摘要
本文系统的研究了聚合物包覆纳米SiO2的制备工艺与方法,采用无皂乳液聚合法和预聚物包覆法分别成功制备了聚甲基丙烯酸甲酯(PMMA)和三聚氰胺-甲醛树脂(MFR)包覆改性纳米SiO2粒子,并采用红外光谱、热分析、扫描电镜、粒度分析等方法对其性能、结构、组成等进行了分析。在此基础上,通过对改性SiO2/IFR/EVA复合材料的力学性能、阻燃性能及热降解行为的分析,考查了包覆改性SiO2在膨胀EVA体系中的作用,重点研究了不同包覆改性SiO2对成炭性能的影响。
本论文的研究表明:(1)以包覆量结合粒度分析为评价标准时,能够更好评价包覆效果,具有最大包覆量的纳米SiO2的粒径最小,说明在此条件下SiO2的分散情况最好;(2)红外光谱、热分析和扫描电镜的研究表明,成功制备了PMMA、三聚氰胺-甲醛树脂、丁醇改性三聚氰胺-甲醛树脂包覆改性的SiO2粒子,未改性的纳米SiO2在EVA中团聚现象比较严重,改性后的纳米SiO2在EVA中的分散性明显改善;(3)复合体系的热降解过程的研究结果表明,不同包覆改性粒子具有不同的成炭作用,三聚氰胺-甲醛树脂包覆的纳米SiO2更有利于促进体系的热降解成炭过程,其体系表现出较低的热失重速率和较高的成炭量;(4)氧指数和力学性能的测试结果表明,改性纳米SiO2体系力学性能和阻燃性能在很大程度上取决于粒子的分散状态和表面状态。
Modification of nano-silica coated with poly(methyl methacrylate)(PMMA), melamine formaldehyde resin (MFR) and butanol modified melamine formaldehyde resin (BMFR) by emulsion polymerization method and prepolymer coating method was investigated in the dissertation.

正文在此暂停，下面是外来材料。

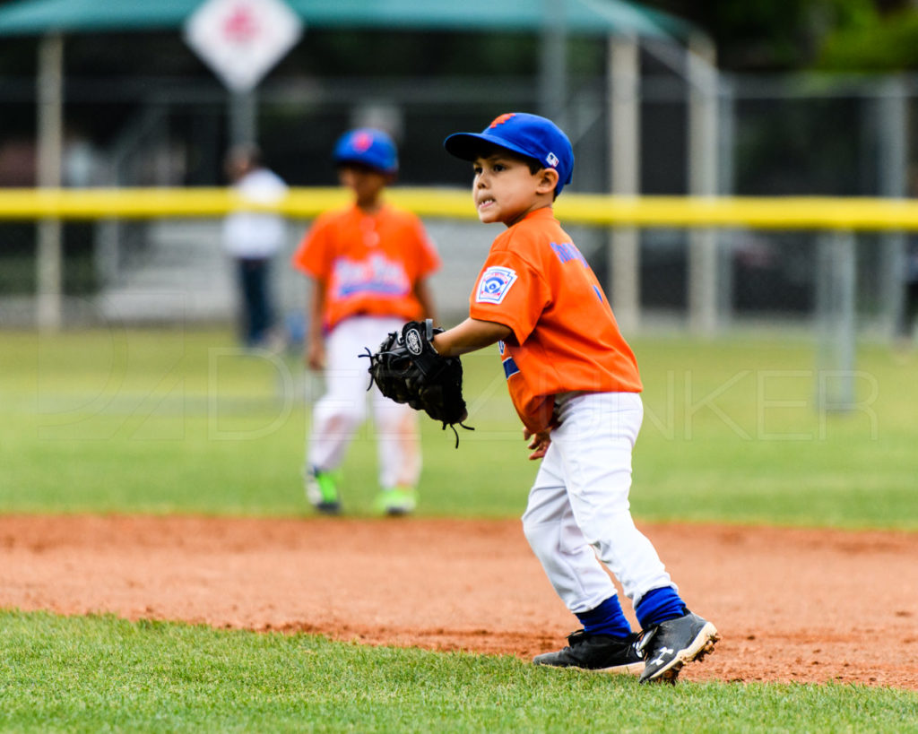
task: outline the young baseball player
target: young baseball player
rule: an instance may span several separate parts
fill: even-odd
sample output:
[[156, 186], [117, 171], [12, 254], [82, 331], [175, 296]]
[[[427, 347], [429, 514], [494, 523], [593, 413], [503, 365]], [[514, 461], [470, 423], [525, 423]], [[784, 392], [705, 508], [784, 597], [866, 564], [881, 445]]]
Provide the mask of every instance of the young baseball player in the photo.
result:
[[[406, 319], [433, 317], [427, 277], [440, 259], [420, 220], [384, 200], [398, 170], [395, 143], [382, 130], [344, 134], [334, 161], [353, 204], [319, 217], [293, 257], [312, 279], [306, 360], [324, 370], [326, 393], [316, 403], [307, 449], [306, 495], [319, 512], [341, 509], [337, 471], [366, 417], [368, 376], [360, 353]], [[420, 475], [418, 416], [408, 406], [371, 395], [377, 436], [378, 509], [411, 512]]]
[[[523, 436], [542, 459], [523, 529], [558, 595], [583, 628], [540, 665], [624, 672], [675, 682], [718, 639], [688, 611], [629, 509], [632, 449], [644, 417], [637, 362], [602, 288], [554, 218], [571, 181], [567, 137], [544, 117], [501, 115], [446, 150], [473, 163], [478, 218], [507, 226], [470, 298], [469, 317], [433, 338], [443, 356], [495, 342]], [[599, 560], [598, 560], [599, 558]], [[622, 613], [605, 563], [634, 605]]]

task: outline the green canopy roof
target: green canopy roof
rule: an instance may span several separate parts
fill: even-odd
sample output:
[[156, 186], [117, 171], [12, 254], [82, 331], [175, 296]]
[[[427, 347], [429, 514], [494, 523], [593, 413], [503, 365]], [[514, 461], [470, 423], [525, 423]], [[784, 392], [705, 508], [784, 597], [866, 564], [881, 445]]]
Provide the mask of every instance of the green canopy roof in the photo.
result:
[[[552, 19], [585, 35], [669, 39], [692, 27], [626, 0], [553, 0]], [[203, 0], [18, 0], [0, 7], [0, 36], [180, 28]], [[544, 0], [285, 0], [307, 28], [541, 31]]]

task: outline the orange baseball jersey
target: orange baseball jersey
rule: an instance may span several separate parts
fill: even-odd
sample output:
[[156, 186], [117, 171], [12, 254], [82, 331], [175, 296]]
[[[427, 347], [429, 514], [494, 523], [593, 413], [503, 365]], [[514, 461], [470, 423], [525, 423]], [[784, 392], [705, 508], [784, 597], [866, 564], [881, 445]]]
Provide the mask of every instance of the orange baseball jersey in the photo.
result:
[[354, 205], [320, 215], [293, 264], [326, 284], [323, 321], [330, 330], [353, 316], [422, 317], [414, 288], [440, 267], [440, 257], [415, 215], [389, 205], [369, 215]]
[[502, 232], [470, 297], [473, 318], [509, 327], [499, 342], [510, 397], [532, 431], [558, 393], [640, 393], [634, 353], [596, 275], [550, 207]]

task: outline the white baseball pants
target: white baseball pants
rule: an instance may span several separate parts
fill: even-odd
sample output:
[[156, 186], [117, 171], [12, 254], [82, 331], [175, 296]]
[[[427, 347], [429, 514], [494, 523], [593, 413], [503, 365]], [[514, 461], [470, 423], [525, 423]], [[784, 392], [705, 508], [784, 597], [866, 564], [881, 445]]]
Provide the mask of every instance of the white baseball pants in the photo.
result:
[[338, 324], [325, 344], [325, 395], [315, 404], [307, 448], [308, 466], [337, 469], [357, 428], [366, 420], [367, 397], [373, 406], [384, 489], [417, 486], [420, 476], [418, 415], [410, 407], [384, 397], [374, 385], [367, 392], [370, 361], [359, 354], [375, 351], [386, 334], [400, 331], [397, 317], [354, 317]]
[[[523, 530], [555, 592], [575, 614], [615, 594], [600, 564], [636, 605], [674, 586], [650, 540], [634, 527], [628, 493], [632, 450], [644, 420], [636, 393], [566, 394], [522, 517]], [[599, 560], [598, 560], [599, 557]]]

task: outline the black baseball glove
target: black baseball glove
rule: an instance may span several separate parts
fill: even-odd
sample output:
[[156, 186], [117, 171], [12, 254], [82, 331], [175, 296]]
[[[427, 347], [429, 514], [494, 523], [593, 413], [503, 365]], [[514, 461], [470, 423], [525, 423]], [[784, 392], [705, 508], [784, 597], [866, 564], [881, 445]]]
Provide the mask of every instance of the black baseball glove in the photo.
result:
[[458, 423], [472, 430], [463, 424], [468, 412], [462, 395], [462, 361], [458, 357], [442, 357], [431, 344], [433, 335], [442, 331], [430, 318], [409, 321], [401, 333], [389, 333], [376, 352], [367, 349], [363, 356], [370, 358], [370, 387], [375, 383], [384, 395], [423, 410], [444, 429], [449, 426], [455, 433]]

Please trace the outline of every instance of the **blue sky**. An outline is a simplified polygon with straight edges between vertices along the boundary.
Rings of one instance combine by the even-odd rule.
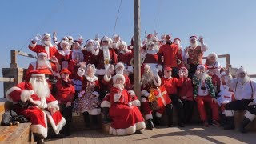
[[[9,67],[10,50],[30,52],[29,41],[37,34],[57,31],[58,38],[98,33],[113,34],[120,0],[3,0],[0,5],[0,67]],[[256,1],[254,0],[141,0],[141,35],[157,30],[170,34],[189,45],[190,35],[202,35],[209,51],[230,54],[234,67],[244,66],[256,74]],[[115,33],[130,43],[133,35],[133,1],[122,0]],[[27,67],[34,59],[18,57]],[[225,65],[225,61],[220,59]],[[2,94],[0,83],[0,95]]]

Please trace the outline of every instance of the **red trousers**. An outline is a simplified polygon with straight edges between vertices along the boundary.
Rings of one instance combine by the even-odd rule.
[[[205,103],[208,103],[210,106],[212,110],[213,120],[218,120],[218,106],[217,102],[212,101],[212,97],[210,95],[207,96],[200,96],[198,95],[195,98],[195,101],[198,104],[198,108],[202,121],[207,121],[206,113],[205,110]]]

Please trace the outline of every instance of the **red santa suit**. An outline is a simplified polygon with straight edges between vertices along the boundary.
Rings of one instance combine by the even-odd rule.
[[[14,104],[14,109],[18,114],[24,115],[32,123],[30,130],[33,133],[41,134],[46,138],[47,119],[56,134],[66,124],[65,118],[58,111],[58,101],[50,94],[46,98],[40,98],[27,82],[8,90],[6,98]],[[57,111],[50,113],[50,108],[54,108]]]
[[[125,78],[117,74],[114,79]],[[114,82],[115,82],[114,80]],[[127,135],[146,127],[144,118],[137,106],[133,106],[131,98],[126,90],[114,86],[109,95],[102,102],[102,107],[110,107],[110,117],[112,120],[110,134],[113,135]]]

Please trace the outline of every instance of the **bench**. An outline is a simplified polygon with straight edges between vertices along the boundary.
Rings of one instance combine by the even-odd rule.
[[[6,99],[0,98],[0,121],[5,111],[4,104]],[[0,143],[33,143],[34,138],[30,131],[31,123],[19,123],[18,126],[0,126]]]

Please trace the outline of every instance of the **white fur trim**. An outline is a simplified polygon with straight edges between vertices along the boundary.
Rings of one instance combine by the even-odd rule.
[[[94,94],[96,96],[96,98],[99,97],[99,94],[97,91],[94,91],[91,94]]]
[[[38,133],[38,134],[41,134],[44,138],[47,137],[47,133],[48,133],[48,129],[47,129],[47,118],[46,118],[46,114],[44,111],[42,111],[43,113],[43,117],[44,117],[44,122],[45,125],[46,126],[46,127],[42,126],[42,125],[31,125],[30,126],[30,130],[33,133]]]
[[[141,102],[138,99],[136,99],[134,101],[131,102],[134,106],[141,106]]]
[[[123,69],[125,68],[125,65],[122,62],[118,62],[115,66],[114,66],[114,70],[116,70],[118,67],[122,67]]]
[[[55,134],[58,134],[59,131],[62,129],[62,127],[66,123],[66,119],[62,117],[62,120],[58,122],[58,124],[55,125],[55,122],[54,122],[51,114],[48,111],[44,111],[44,112],[46,114],[48,119],[50,122],[50,125],[51,125],[52,128],[54,129]]]
[[[158,70],[162,72],[162,66],[158,65]]]
[[[135,92],[134,90],[128,90],[128,94],[130,97],[135,96]]]
[[[20,89],[19,87],[16,87],[16,86],[14,86],[14,87],[11,87],[10,89],[9,89],[6,93],[6,98],[8,101],[16,104],[18,102],[15,102],[13,101],[13,99],[10,97],[10,94],[13,91],[15,91],[15,90],[18,90],[18,91],[22,91],[22,89]]]
[[[33,90],[32,90],[33,91]],[[33,93],[34,93],[34,91],[33,91]],[[21,100],[22,101],[22,102],[26,102],[28,99],[29,99],[29,98],[31,96],[31,93],[30,93],[30,90],[23,90],[22,91],[22,93],[21,93]]]
[[[86,78],[89,81],[89,82],[95,82],[98,79],[98,77],[96,77],[95,75],[93,78],[88,77],[87,75],[86,75]]]
[[[101,114],[101,109],[98,109],[98,108],[92,109],[92,110],[88,110],[88,113],[90,115],[98,115]]]
[[[145,120],[146,121],[148,119],[153,119],[152,114],[146,114],[145,115]]]
[[[250,113],[249,111],[246,111],[245,114],[245,117],[246,117],[250,121],[253,121],[256,118],[256,115]]]
[[[58,102],[58,101],[53,101],[48,103],[48,107],[54,107],[57,111],[59,110]]]
[[[111,107],[111,103],[109,101],[102,101],[101,103],[101,107]]]
[[[157,117],[158,117],[158,118],[161,118],[162,115],[162,114],[161,114],[161,113],[158,113],[158,112],[156,112],[156,113],[155,113],[155,116],[157,116]]]
[[[30,46],[32,47],[32,48],[34,48],[34,47],[35,47],[35,46],[37,46],[37,42],[34,42],[34,44],[33,44],[33,43],[32,43],[32,41],[30,41]]]
[[[77,74],[79,77],[83,76],[85,74],[85,73],[86,73],[85,70],[82,67],[79,67],[78,70],[78,72],[77,72]]]
[[[143,90],[142,91],[141,91],[141,94],[144,95],[145,97],[148,97],[150,95],[150,93],[147,92],[146,90]]]
[[[154,82],[154,84],[156,86],[161,86],[161,78],[159,77],[159,75],[157,75],[156,77],[157,80],[155,80],[155,78],[153,78],[153,82]]]
[[[225,110],[225,115],[226,117],[233,117],[234,114],[234,111],[233,110]]]
[[[134,68],[133,68],[133,66],[128,66],[128,67],[127,67],[127,71],[128,71],[129,73],[130,73],[130,74],[133,74],[133,73],[134,73]]]
[[[118,79],[118,78],[121,78],[122,80],[123,80],[123,83],[122,84],[125,84],[126,83],[126,78],[123,74],[115,74],[114,77],[113,77],[113,83],[115,84],[115,82],[116,80]]]
[[[107,74],[105,74],[104,77],[103,77],[103,78],[104,78],[104,80],[105,80],[106,82],[110,82],[110,81],[111,80],[111,78],[112,78],[112,76],[110,75],[110,77],[108,78]]]
[[[105,69],[97,69],[96,70],[96,75],[104,75],[106,74]]]

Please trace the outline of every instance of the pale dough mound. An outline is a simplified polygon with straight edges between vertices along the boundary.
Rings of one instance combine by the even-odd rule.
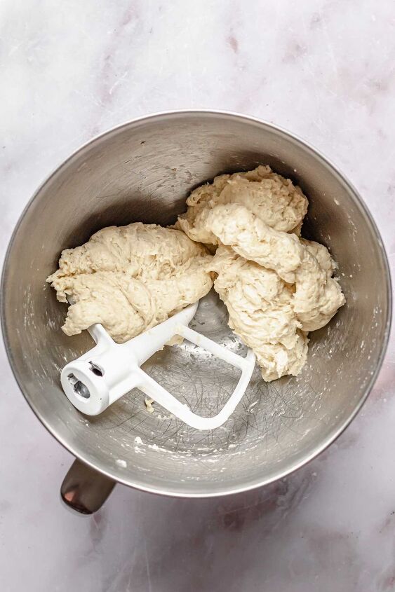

Composition, structure and properties of modified silica were analyzed by means of Fourier transform infrared spectroscopy(FTIR), thermogravimetric analysis(TG), scanning electron microscopy(SEM) and particle size analyzer. Modified silica was used in intumescent flame retardant EVA composites(EVA/IFR) and its effects on tensile properties, flame retardant properties and thermal degradation behaviors were studied. Emphasis was given to effects of modified silica on charring properties of the system.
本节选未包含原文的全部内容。